Compare Image Labels

After using the image labeller tool with more labellers than only me, there was a need to compare the resulting yaml files.

The image labeller is a pygame-based tool to show images and add boolean based labels to the images. This is all described in this blogpost: https://madflex.de/image-tagging/.

To compare the files I wrote a script to reads the tags.yml from every labeller and exports a csv that looks like this:

screenshot

The screenshot is from a csv file uploaded to Github for easier preview.

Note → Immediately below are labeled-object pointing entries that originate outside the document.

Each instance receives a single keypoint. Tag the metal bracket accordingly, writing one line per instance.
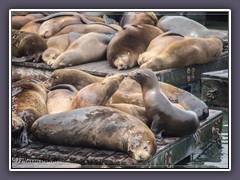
(212, 93)
(197, 137)
(190, 74)
(168, 160)
(216, 132)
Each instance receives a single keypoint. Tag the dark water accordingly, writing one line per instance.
(212, 156)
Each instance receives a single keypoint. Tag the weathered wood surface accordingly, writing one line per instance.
(177, 76)
(169, 152)
(215, 88)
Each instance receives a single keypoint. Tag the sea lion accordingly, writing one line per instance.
(139, 18)
(134, 110)
(189, 27)
(33, 26)
(166, 117)
(158, 44)
(93, 27)
(54, 25)
(17, 124)
(60, 98)
(77, 78)
(19, 21)
(27, 45)
(81, 50)
(126, 45)
(186, 52)
(100, 127)
(57, 45)
(97, 93)
(29, 100)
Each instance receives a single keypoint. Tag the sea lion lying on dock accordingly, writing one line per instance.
(166, 117)
(188, 27)
(125, 47)
(186, 52)
(97, 93)
(28, 45)
(100, 127)
(60, 98)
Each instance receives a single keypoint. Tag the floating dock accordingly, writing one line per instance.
(177, 76)
(169, 152)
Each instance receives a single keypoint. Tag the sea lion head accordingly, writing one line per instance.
(112, 82)
(50, 55)
(46, 29)
(143, 58)
(141, 148)
(143, 76)
(122, 62)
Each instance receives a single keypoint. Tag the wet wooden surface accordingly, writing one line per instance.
(169, 152)
(176, 76)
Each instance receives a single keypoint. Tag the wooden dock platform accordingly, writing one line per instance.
(215, 89)
(177, 76)
(169, 152)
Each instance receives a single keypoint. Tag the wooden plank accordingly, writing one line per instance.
(80, 155)
(215, 88)
(175, 76)
(22, 163)
(173, 150)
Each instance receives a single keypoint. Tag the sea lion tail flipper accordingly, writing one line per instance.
(109, 20)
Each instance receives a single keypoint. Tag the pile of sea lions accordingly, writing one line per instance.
(74, 108)
(64, 39)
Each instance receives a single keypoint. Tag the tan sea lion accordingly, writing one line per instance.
(27, 45)
(33, 26)
(186, 52)
(97, 93)
(29, 100)
(134, 110)
(100, 127)
(19, 21)
(81, 50)
(166, 117)
(57, 45)
(60, 98)
(139, 18)
(126, 45)
(93, 27)
(17, 124)
(77, 78)
(188, 27)
(54, 25)
(158, 44)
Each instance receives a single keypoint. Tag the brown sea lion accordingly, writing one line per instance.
(29, 100)
(79, 79)
(17, 124)
(54, 25)
(134, 110)
(157, 45)
(19, 21)
(100, 127)
(126, 45)
(189, 27)
(81, 50)
(27, 45)
(165, 116)
(33, 26)
(97, 93)
(139, 18)
(60, 98)
(186, 52)
(93, 27)
(57, 45)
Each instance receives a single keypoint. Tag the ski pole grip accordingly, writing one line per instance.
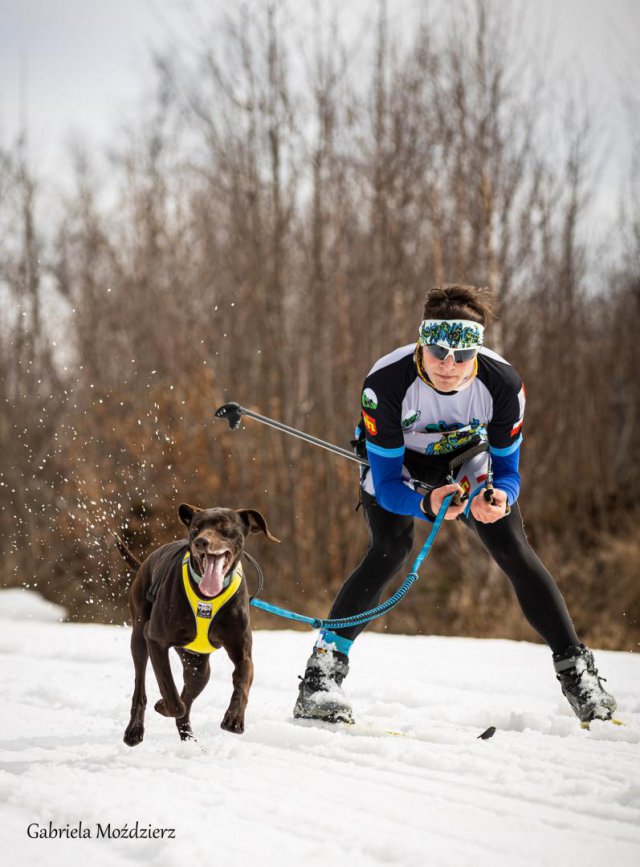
(232, 412)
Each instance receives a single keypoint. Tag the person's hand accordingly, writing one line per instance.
(489, 512)
(435, 498)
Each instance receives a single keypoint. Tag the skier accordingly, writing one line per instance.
(421, 405)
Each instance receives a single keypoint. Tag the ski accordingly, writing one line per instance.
(613, 721)
(372, 731)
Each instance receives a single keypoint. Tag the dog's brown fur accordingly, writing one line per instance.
(168, 621)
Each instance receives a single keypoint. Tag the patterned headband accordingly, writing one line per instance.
(460, 334)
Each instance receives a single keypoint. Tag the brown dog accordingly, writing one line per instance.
(191, 595)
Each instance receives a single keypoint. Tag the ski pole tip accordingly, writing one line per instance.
(232, 412)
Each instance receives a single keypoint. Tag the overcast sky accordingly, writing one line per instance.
(83, 63)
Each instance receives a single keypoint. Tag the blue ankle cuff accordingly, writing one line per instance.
(328, 638)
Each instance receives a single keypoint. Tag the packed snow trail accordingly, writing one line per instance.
(541, 791)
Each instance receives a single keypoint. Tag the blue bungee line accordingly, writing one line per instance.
(365, 616)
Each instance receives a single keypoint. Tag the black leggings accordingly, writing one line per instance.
(390, 544)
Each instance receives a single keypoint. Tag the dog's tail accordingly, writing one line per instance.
(126, 554)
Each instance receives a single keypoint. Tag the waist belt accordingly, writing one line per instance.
(205, 609)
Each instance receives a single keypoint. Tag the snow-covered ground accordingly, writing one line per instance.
(541, 791)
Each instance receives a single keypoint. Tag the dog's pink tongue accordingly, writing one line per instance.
(213, 577)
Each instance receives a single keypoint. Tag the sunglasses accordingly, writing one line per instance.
(441, 353)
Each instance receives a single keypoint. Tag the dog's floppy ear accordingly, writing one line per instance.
(186, 513)
(255, 523)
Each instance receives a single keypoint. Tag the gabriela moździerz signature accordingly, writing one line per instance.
(99, 831)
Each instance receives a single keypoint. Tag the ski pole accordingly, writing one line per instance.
(233, 413)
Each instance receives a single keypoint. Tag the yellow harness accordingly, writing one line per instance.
(204, 610)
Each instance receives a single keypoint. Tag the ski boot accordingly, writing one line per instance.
(582, 685)
(320, 695)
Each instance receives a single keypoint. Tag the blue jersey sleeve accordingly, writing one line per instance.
(506, 475)
(391, 492)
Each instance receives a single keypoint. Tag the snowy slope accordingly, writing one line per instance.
(542, 791)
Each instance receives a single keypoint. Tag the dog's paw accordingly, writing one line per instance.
(185, 732)
(233, 722)
(133, 735)
(162, 709)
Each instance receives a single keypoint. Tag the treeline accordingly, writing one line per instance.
(264, 232)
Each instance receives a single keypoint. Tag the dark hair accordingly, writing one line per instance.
(455, 301)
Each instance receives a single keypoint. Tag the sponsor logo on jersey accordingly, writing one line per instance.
(369, 399)
(370, 423)
(521, 401)
(411, 418)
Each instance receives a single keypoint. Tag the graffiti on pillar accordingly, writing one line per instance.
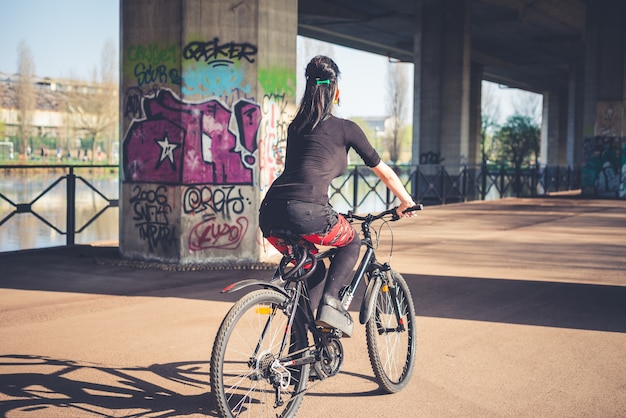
(223, 224)
(214, 68)
(191, 143)
(150, 210)
(431, 157)
(153, 63)
(272, 138)
(609, 118)
(602, 161)
(622, 187)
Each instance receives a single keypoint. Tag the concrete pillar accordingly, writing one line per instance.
(553, 150)
(208, 88)
(574, 147)
(475, 134)
(604, 110)
(442, 83)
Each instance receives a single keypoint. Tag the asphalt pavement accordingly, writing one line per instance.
(520, 303)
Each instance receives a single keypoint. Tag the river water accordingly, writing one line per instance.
(23, 187)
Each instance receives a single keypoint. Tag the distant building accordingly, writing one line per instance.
(56, 125)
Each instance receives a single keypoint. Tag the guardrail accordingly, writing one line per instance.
(71, 180)
(358, 189)
(436, 185)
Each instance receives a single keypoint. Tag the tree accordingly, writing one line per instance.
(25, 96)
(518, 141)
(95, 106)
(397, 92)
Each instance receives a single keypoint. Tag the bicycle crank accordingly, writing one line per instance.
(331, 358)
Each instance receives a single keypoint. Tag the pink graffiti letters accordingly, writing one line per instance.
(206, 151)
(212, 234)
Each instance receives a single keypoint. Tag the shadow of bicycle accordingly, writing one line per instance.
(42, 386)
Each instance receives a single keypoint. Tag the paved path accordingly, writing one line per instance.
(521, 309)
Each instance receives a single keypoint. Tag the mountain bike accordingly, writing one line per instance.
(268, 347)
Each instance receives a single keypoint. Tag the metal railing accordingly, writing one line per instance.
(359, 189)
(435, 185)
(71, 180)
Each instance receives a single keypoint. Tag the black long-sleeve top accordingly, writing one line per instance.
(313, 160)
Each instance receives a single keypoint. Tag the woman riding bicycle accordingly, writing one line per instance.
(317, 152)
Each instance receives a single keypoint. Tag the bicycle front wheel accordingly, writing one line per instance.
(391, 335)
(250, 375)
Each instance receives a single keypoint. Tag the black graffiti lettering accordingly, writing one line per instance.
(431, 157)
(225, 201)
(212, 51)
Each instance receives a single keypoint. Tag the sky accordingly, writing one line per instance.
(66, 38)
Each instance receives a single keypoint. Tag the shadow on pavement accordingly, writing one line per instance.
(548, 304)
(51, 387)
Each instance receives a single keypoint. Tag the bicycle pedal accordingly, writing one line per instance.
(332, 332)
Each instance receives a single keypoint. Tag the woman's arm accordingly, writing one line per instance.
(393, 183)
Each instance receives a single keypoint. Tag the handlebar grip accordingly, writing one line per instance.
(419, 206)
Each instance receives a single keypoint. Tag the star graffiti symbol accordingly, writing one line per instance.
(167, 149)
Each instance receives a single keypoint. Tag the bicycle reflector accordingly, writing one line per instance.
(264, 310)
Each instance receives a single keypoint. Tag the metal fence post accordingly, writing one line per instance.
(355, 188)
(71, 208)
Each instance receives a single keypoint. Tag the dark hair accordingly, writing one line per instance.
(321, 82)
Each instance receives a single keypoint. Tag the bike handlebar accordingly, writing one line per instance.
(372, 217)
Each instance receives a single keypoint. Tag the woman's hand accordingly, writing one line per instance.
(404, 206)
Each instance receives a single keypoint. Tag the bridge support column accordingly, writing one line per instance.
(604, 148)
(553, 139)
(442, 83)
(208, 88)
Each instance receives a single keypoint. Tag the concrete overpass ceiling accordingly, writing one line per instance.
(528, 44)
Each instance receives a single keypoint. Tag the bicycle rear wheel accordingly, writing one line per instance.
(248, 372)
(391, 335)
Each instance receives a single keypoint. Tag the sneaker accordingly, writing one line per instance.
(331, 314)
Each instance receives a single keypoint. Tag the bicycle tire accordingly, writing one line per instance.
(240, 360)
(392, 352)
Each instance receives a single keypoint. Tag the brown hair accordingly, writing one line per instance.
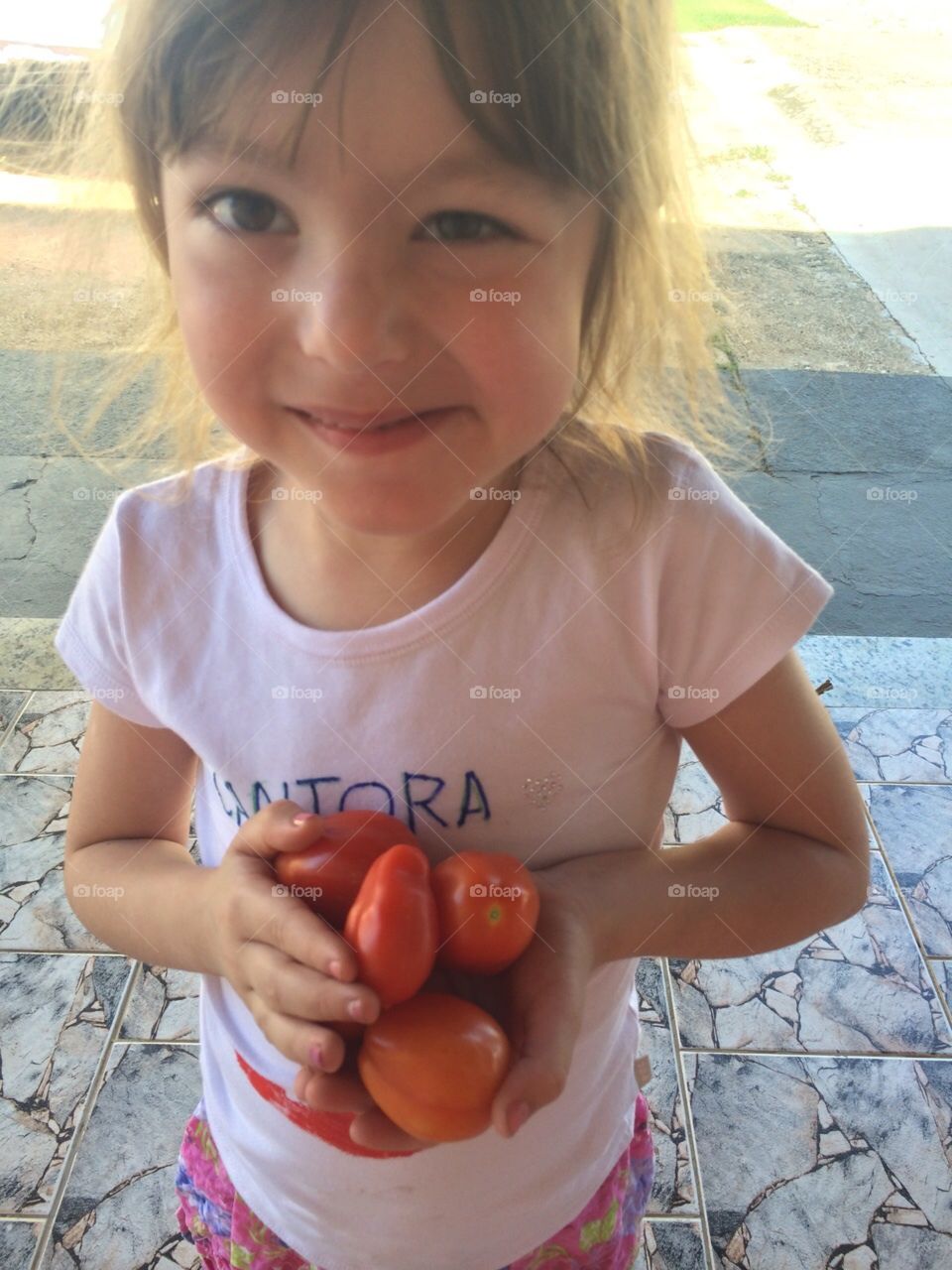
(599, 107)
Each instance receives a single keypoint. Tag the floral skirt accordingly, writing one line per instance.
(604, 1236)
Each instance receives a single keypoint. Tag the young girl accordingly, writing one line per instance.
(463, 567)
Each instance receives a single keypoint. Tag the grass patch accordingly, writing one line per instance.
(733, 154)
(707, 16)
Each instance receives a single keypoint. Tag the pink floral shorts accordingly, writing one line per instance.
(606, 1234)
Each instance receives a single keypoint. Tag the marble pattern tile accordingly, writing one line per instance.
(875, 671)
(787, 1156)
(58, 1014)
(914, 824)
(805, 1160)
(895, 746)
(671, 1246)
(48, 735)
(673, 1191)
(118, 1206)
(858, 987)
(694, 807)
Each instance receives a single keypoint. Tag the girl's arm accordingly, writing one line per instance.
(792, 860)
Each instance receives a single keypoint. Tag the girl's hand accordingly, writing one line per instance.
(537, 1001)
(276, 952)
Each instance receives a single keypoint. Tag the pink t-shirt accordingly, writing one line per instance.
(530, 707)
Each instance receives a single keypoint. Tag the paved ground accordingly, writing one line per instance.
(834, 324)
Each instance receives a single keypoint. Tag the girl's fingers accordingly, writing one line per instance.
(336, 1092)
(379, 1132)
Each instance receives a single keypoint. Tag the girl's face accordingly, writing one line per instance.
(349, 282)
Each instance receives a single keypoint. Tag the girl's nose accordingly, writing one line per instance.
(349, 314)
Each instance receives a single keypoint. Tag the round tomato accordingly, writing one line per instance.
(488, 907)
(329, 871)
(433, 1065)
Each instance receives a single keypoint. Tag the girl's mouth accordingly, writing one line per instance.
(377, 439)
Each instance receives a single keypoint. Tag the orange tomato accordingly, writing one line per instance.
(433, 1065)
(488, 907)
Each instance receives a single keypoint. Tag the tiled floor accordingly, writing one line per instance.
(801, 1100)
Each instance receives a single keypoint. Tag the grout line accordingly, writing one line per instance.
(28, 697)
(892, 873)
(80, 1129)
(688, 1115)
(887, 1056)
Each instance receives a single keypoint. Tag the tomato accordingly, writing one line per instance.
(331, 869)
(434, 1065)
(333, 1127)
(488, 906)
(393, 925)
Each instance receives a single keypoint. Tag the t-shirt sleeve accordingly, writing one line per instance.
(734, 595)
(95, 631)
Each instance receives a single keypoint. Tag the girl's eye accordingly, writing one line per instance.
(472, 220)
(255, 223)
(253, 213)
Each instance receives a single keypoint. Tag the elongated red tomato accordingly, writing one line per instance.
(488, 907)
(433, 1065)
(327, 873)
(393, 925)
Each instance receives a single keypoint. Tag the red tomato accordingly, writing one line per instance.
(393, 925)
(334, 1127)
(331, 869)
(433, 1065)
(488, 906)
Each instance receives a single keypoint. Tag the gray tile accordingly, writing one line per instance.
(914, 824)
(18, 1242)
(33, 910)
(943, 976)
(119, 1203)
(671, 1246)
(896, 744)
(163, 1006)
(10, 703)
(673, 1189)
(865, 666)
(694, 808)
(56, 1016)
(49, 734)
(858, 987)
(802, 1159)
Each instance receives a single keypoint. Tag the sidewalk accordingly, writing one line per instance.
(800, 1098)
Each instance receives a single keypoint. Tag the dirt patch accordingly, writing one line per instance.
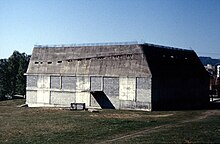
(204, 115)
(130, 116)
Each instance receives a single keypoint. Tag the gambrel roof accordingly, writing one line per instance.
(134, 60)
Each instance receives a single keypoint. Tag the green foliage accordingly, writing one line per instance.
(3, 78)
(12, 79)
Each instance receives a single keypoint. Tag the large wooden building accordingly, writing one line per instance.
(120, 76)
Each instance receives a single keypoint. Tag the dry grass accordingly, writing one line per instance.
(43, 125)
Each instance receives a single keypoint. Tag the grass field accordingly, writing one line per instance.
(43, 125)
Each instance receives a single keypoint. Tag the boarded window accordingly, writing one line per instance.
(111, 86)
(143, 83)
(96, 83)
(69, 83)
(55, 82)
(32, 81)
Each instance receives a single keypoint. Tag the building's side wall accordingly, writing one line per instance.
(179, 93)
(122, 92)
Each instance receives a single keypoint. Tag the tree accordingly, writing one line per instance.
(12, 79)
(20, 78)
(3, 78)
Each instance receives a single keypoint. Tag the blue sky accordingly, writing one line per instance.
(190, 24)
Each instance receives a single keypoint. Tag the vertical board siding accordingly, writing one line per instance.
(32, 81)
(69, 82)
(144, 89)
(62, 98)
(111, 86)
(55, 82)
(127, 89)
(31, 97)
(96, 83)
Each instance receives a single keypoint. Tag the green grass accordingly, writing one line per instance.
(43, 125)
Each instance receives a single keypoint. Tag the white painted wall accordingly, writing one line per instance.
(127, 88)
(218, 71)
(43, 95)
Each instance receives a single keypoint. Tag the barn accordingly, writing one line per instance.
(116, 75)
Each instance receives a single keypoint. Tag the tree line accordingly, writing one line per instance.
(12, 79)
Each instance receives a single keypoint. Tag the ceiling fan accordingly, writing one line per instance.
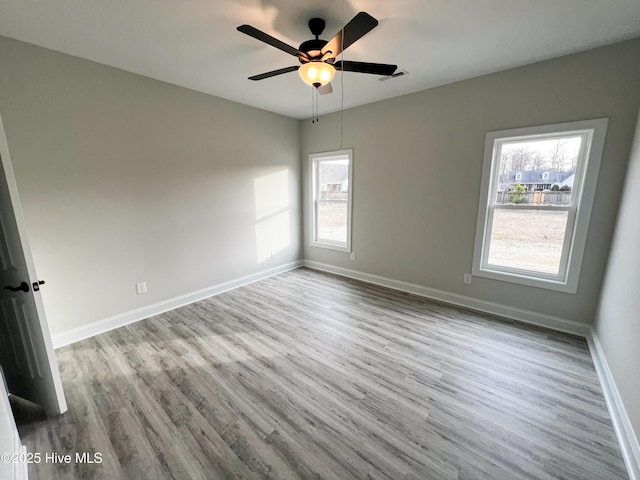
(317, 56)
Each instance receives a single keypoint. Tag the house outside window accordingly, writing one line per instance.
(528, 231)
(331, 196)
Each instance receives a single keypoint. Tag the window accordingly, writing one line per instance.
(527, 233)
(331, 199)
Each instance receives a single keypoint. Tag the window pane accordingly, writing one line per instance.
(527, 240)
(538, 172)
(332, 200)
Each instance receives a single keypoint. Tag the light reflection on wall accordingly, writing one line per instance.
(273, 233)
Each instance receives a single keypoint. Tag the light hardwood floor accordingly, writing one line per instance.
(308, 375)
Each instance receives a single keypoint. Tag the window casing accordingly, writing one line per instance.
(331, 198)
(534, 236)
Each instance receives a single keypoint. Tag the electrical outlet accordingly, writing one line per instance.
(141, 287)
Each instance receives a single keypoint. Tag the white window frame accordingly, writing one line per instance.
(314, 160)
(578, 212)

But the actually interesting things are easier to query/generate on the shell:

# sum of how many blurred/not_blurred we agreed on with a majority
cat comparision.csv | grep -e ".*,True" | cut -d"," -f 8 | sort | uniq -c

# create train/test folders
mkdir -p {train,test}/{blurred,not_blurred}

# generate script to copy majority voted files to their train/test folder
cat comparision.csv | grep -e ".*,True" | cut -d"," -f1,2,8 | sed s/,False,/,train,/ | sed s/,True,/,test,/ | awk -F "," '{ print "cp " $1 " " $2"/"$3 }' > run.sh

# run the generated script
sh run.sh

The code of the comparision script is in the image-tagger repository: https://github.com/mfa/image-tagger/blob/main/compare_tags.py.